Ormai lo sappiamo: le microplastiche contaminano i nostri oceani, e con essi anche gli animali che li abitano (un recente studio ne ha trovato traccia perfino all'interno di diversi squali). Una ricerca pubblicata su Environmental Pollution e condotta dall'Universitat Autònoma de Barcelona (UAB) ha analizzato alcuni gamberi viola (Aristeus Antennatus), scoprendo che la maggior parte aveva ingerito microfibre di plastica.
Sorprendentemente, pare che la dieta di plastica non ha conseguenze sulla salute dei gamberetti, ma ancor più sorprendentemente i ricercatori affermano che quella plastica non ha conseguenze nemmeno sulla nostra salute, quando ce li ritroviamo sul piatto - ma solo se parliamo di gamberi e di un preciso modo di mangiarli.
Gamberi ripieni. Il tratto digestivo del 75% dei gamberi analizzati era contaminato dalla presenza di microplastiche; inoltre, tra quelli contaminati, la metà presentava nello stomaco delle palline, conseguenza dell'accumulo di plastica. La contaminazione dei crostacei variava in base alla loro zona di provenienza: quelli pescati vicino alla costa di Barcellona (una grande città con un grande porto commerciale e turistico) contenevano molte più fibre di plastica rispetto a quelli di altre zone.

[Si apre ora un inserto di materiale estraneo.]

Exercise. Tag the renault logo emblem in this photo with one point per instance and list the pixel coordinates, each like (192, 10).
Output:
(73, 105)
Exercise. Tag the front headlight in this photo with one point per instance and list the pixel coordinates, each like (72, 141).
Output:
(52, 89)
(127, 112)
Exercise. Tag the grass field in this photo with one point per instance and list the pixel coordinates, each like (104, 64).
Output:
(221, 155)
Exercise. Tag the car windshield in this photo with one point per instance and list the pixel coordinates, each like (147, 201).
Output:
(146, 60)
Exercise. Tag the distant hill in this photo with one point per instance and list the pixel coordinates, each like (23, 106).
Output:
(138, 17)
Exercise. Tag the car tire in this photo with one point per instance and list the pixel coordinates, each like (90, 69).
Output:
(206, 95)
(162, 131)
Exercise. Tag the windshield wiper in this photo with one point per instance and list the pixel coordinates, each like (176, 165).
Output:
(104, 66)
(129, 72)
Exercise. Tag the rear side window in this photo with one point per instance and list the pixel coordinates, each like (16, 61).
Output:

La salute dei gamberi. Contrariamente a quanto accade con tutte le altre specie marine o che si nutrono di animali marini, la salute dei gamberi non è intaccata dalla presenza della plastica: gli studiosi non hanno trovato danni agli organi dei crostacei. Ciò che permetterebbe ai gamberi di non subire danni sarebbe l'esoscheletro che, cambiando periodicamente, consentirebbe loro di eliminare la plastica che li contamina.
La nostra salute. La plastica non nuocerebbe nemmeno a noi umani che li mangiamo, principalmente per due motivi: primo, la quantità di plastica contenuta nei crostacei sarebbe irrisoria, proprio per via del cambio periodico di carapace; ma, soprattutto, perché lo stomaco dei gamberi si trova nella loro testa, parte che spesso viene scartata - e che d'ora in poi bisogna abituarsi a scartare. Con un po' di attenzione «non dobbiamo preoccuparci dei gamberi», afferma Ester Carreras-Colom, coordinatrice dello studio: «assumiamo più plastica in altri modi, ad esempio attraverso la contaminazione ambientale, dalle fibre sintetiche dei vestiti, dalle microparticelle della polvere che finiscono inevitabilmente sui nostri piatti». Insomma, coi gamberi siamo (relativamente) tranquilli: ce ne saranno per tutti?